Tradition tells us that after Our Lord’s Ascension, St. James went on to evangelize today’s Spain and that on January 2nd, in the year 40 AD, St. James and his disciples where resting on the shore side of the Ebro River and started to hear sweet voices singing. They saw the sky fill up with light and many angels coming near them. The angels were carrying a throne on which the Queen of Heaven and Earth was sitting. This was extraordinary, for Our Lady was living at that time in Jerusalem, making her appearance to them in Spain a bilocation. The Blessed Virgin told St. James to build a sanctuary where God would be honored and glorified, and gave him a pillar with her image to be placed in the sanctuary.

The Blessed Virgin also told St. James that the sanctuary would remain until the end of time and that she would bless all the prayers offered devoutly in this place. At the end of the apparition, Our Lady said to St. James that when the sanctuary was finished, he should return to Palestine where he would die.

St. James fulfilled the wishes of the Blessed Virgin Mary and constructed the first Christian Church in the entire world. St. James returned to Palestine, where he was decapitated by order of Herod on the 25th of March during a persecution of the Church in Jerusalem. According to tradition, the accuser of St. James, who led him to judgment, was so moved by St. James’ confession before death that he converted and was willingly beheaded with the Apostle. His disciples recovered his body and transported it to Galicia without anyone’s knowledge in a miraculous boat guided by God.

St. James’ tomb was forgotten for almost 800 years. Under the rule of Alfonzo II (789-842), a hermit named Pelagio received a vision revealing the tomb of St.
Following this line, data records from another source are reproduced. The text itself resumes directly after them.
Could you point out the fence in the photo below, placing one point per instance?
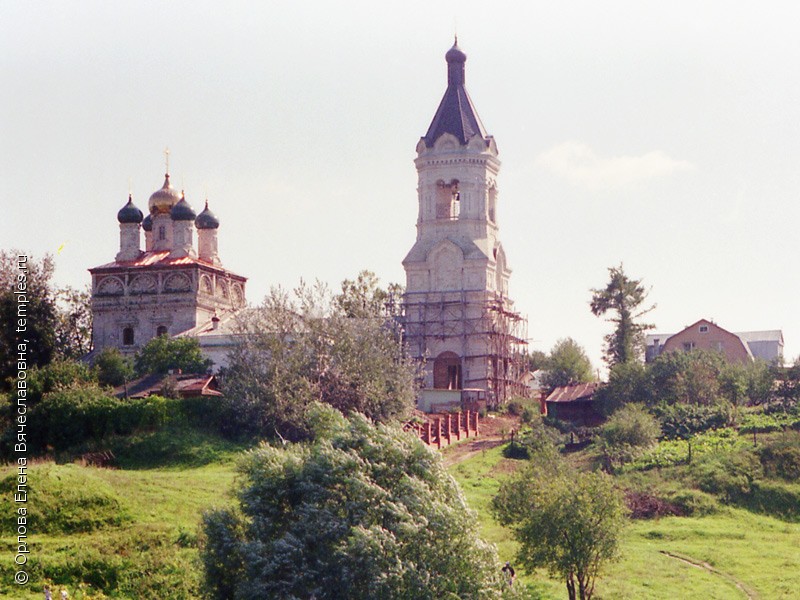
(442, 430)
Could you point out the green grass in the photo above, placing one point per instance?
(760, 552)
(126, 533)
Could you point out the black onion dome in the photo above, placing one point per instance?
(129, 213)
(206, 219)
(182, 211)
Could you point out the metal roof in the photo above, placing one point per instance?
(573, 393)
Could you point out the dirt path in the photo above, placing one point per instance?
(750, 594)
(464, 450)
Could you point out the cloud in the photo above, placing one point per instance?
(578, 163)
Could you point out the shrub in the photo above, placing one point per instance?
(681, 421)
(627, 434)
(729, 475)
(781, 458)
(694, 503)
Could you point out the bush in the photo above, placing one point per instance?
(694, 503)
(363, 511)
(681, 421)
(627, 434)
(730, 475)
(781, 458)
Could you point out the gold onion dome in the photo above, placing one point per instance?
(182, 211)
(162, 201)
(129, 213)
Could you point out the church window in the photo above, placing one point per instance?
(492, 199)
(448, 200)
(447, 371)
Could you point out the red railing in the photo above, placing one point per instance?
(443, 430)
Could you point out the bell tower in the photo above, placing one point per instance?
(458, 318)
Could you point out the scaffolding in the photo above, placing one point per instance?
(490, 335)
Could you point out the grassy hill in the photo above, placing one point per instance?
(731, 554)
(122, 533)
(132, 531)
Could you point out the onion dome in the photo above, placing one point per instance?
(206, 219)
(129, 213)
(182, 211)
(455, 54)
(164, 199)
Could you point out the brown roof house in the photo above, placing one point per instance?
(575, 403)
(187, 385)
(707, 335)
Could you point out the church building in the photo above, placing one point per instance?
(170, 287)
(458, 317)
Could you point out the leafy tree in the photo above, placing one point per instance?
(627, 382)
(624, 297)
(163, 353)
(305, 347)
(565, 521)
(567, 364)
(58, 375)
(112, 367)
(536, 360)
(73, 331)
(363, 297)
(360, 512)
(627, 434)
(39, 311)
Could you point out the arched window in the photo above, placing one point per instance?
(447, 371)
(448, 200)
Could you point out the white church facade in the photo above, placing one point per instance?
(458, 318)
(169, 287)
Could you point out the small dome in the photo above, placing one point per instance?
(129, 213)
(182, 211)
(455, 54)
(206, 219)
(164, 199)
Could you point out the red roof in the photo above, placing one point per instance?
(573, 393)
(161, 259)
James. On July 25th, 812 the spot where the tomb was revealed to be, was filled with a bright light. Because of this, it has since been known as Compostela, which means “Field of Light.” The bishop of Iria Flavia, Theodomir, after investigating, declared that these were truly the remains of St. James in the tomb. In 1884 Pope Leon XIII, in a Papal Bull, declared that the remains of St. James were at Compostela.

In the battle of Clavijo in 845, Santiago descended from the sky mounted on a white horse, having in one hand a snow-white banner and in the other a sword. The forces of King Ramiro I defeated the far superior army of Abderraman II, and according to tradition, St. James alone killed 60,000 Moors. From this time on, Santiago was regarded as the patron saint of Spain, and the special protector of Christian soldiers in wars against infidels or pagans. In the 11th century, St. James began to be called “Santiago Matamoros” (St. James, Slayer of Moors).

Whenever St. James’ feast day (July 25th) falls on a Sunday, the cathedral declares a Holy or Jubilee Year. The next Holy Years will be 2021, 2027 and 2032.

Prayer to St. James the Apostle

O glorious Apostle St. James, who by reason of thy fervent and generous heart wast chosen by Jesus to be a witness of His glory on Mount Tabor, and of His agony in Gethsemane; thou, whose very name is a symbol of warfare and victory: obtain for us strength and consolation in the unending warfare of this life, that, having constantly and generously followed Jesus, we may be victors in the strife and deserve to receive the victor’s crown in heaven. Amen.